In 2005 the BBC conducted a large scale, nationwide survey to learn more about British media consumption habits and attitudes. Unlike many similar research efforts, the survey encompassed children of age six and upwards and included games amongst the media investigated.
The results were fascinating and were probably a wake-up call for the Beeb. The survey found that 98 per cent of children aged six to 15 play games at least once a month, the vast majority at least once a week. More surprisingly, games were rated as the single most important medium for six to 15 year olds, ahead of TV, music, cinema, reading, DVDs, the internet and mobile phones.
The children of today represent a generation for whom interactive entertainment is an integral part of growing up. They are also a generation comfortable and highly adept online. Combine these and you have a new games frontier of colossal potential but one in which most ‘traditional’ games companies appear largely disinterested. As a result, this new market for children’s MMOGs and virtual worlds is witnessing a stampede of companies from outside of the games industry, especially from the toy and TV industries.
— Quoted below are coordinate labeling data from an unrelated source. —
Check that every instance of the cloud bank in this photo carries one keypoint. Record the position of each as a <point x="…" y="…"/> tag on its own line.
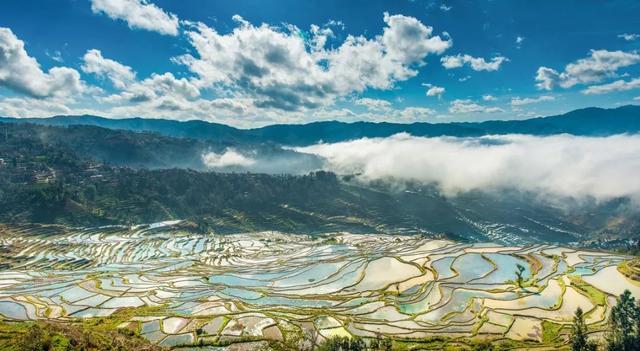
<point x="139" y="14"/>
<point x="560" y="165"/>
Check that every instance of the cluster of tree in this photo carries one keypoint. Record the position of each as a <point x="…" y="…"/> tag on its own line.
<point x="623" y="333"/>
<point x="343" y="343"/>
<point x="53" y="336"/>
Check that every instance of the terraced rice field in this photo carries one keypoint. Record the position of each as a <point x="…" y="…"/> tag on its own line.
<point x="209" y="288"/>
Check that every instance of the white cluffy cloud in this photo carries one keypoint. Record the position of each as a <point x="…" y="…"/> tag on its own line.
<point x="278" y="68"/>
<point x="562" y="165"/>
<point x="517" y="101"/>
<point x="22" y="73"/>
<point x="119" y="74"/>
<point x="618" y="85"/>
<point x="600" y="65"/>
<point x="229" y="158"/>
<point x="434" y="90"/>
<point x="469" y="106"/>
<point x="629" y="36"/>
<point x="374" y="104"/>
<point x="139" y="14"/>
<point x="476" y="63"/>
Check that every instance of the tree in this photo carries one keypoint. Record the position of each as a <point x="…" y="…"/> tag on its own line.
<point x="624" y="333"/>
<point x="579" y="338"/>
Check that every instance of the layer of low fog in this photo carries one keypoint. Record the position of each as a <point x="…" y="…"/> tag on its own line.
<point x="261" y="160"/>
<point x="561" y="165"/>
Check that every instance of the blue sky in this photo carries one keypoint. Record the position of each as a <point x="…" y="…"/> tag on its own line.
<point x="250" y="63"/>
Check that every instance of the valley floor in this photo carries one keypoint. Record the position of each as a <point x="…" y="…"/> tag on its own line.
<point x="179" y="289"/>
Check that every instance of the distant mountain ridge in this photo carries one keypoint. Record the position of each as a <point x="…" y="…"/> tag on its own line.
<point x="590" y="121"/>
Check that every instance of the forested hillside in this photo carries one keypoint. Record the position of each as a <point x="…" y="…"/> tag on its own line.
<point x="48" y="175"/>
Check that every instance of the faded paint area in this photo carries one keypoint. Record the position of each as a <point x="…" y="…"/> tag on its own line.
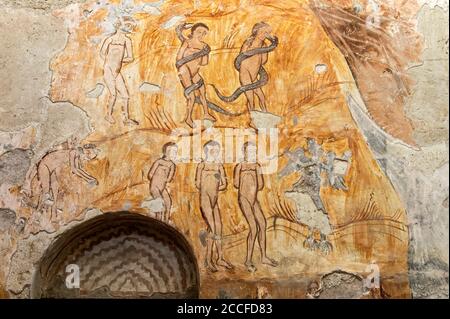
<point x="92" y="105"/>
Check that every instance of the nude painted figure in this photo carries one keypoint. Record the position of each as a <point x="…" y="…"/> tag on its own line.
<point x="117" y="50"/>
<point x="49" y="169"/>
<point x="248" y="179"/>
<point x="210" y="180"/>
<point x="192" y="55"/>
<point x="161" y="173"/>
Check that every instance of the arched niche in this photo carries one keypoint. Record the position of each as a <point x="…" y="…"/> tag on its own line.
<point x="118" y="255"/>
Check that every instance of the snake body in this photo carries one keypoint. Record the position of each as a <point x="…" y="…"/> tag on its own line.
<point x="195" y="86"/>
<point x="263" y="76"/>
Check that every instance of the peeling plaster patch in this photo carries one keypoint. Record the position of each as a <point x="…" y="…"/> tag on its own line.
<point x="47" y="5"/>
<point x="149" y="88"/>
<point x="96" y="92"/>
<point x="321" y="68"/>
<point x="153" y="205"/>
<point x="14" y="166"/>
<point x="308" y="214"/>
<point x="29" y="252"/>
<point x="7" y="219"/>
<point x="264" y="119"/>
<point x="172" y="22"/>
<point x="64" y="120"/>
<point x="23" y="139"/>
<point x="443" y="4"/>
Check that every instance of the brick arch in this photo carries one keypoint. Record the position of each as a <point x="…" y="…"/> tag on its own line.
<point x="119" y="255"/>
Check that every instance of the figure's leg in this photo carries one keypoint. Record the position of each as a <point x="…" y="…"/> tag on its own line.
<point x="262" y="99"/>
<point x="203" y="100"/>
<point x="221" y="261"/>
<point x="262" y="226"/>
<point x="207" y="212"/>
<point x="156" y="193"/>
<point x="123" y="93"/>
<point x="168" y="205"/>
<point x="186" y="81"/>
<point x="318" y="201"/>
<point x="110" y="81"/>
<point x="55" y="191"/>
<point x="245" y="79"/>
<point x="247" y="210"/>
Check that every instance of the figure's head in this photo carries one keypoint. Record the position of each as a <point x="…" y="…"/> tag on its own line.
<point x="331" y="156"/>
<point x="250" y="152"/>
<point x="170" y="151"/>
<point x="262" y="31"/>
<point x="89" y="151"/>
<point x="199" y="31"/>
<point x="125" y="24"/>
<point x="312" y="144"/>
<point x="212" y="151"/>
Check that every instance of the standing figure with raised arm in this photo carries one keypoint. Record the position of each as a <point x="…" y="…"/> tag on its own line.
<point x="192" y="55"/>
<point x="249" y="181"/>
<point x="117" y="50"/>
<point x="210" y="180"/>
<point x="161" y="173"/>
Start-ups also feature prominently in the gold rush, backed by venture capital investors eager to see Club Penguin-scale returns on their investment. Some $30m has been raised during the first four months of 2008 specifically for new children’s MMOGs and virtual worlds, compared to around $50m during the whole of 2007 (mostly for US companies).
Activity in this space has, as a result, become frenetic. Where three years ago there were less than a dozen child-focused virtual worlds, there are now 50. We are also tracking an additional 45 that are currently in development and do not believe that this rate of growth will slow any time soon. Around a quarter of the virtual worlds that have launched are based on existing kids’ properties such as Beanie Babies and Build-a-Bear.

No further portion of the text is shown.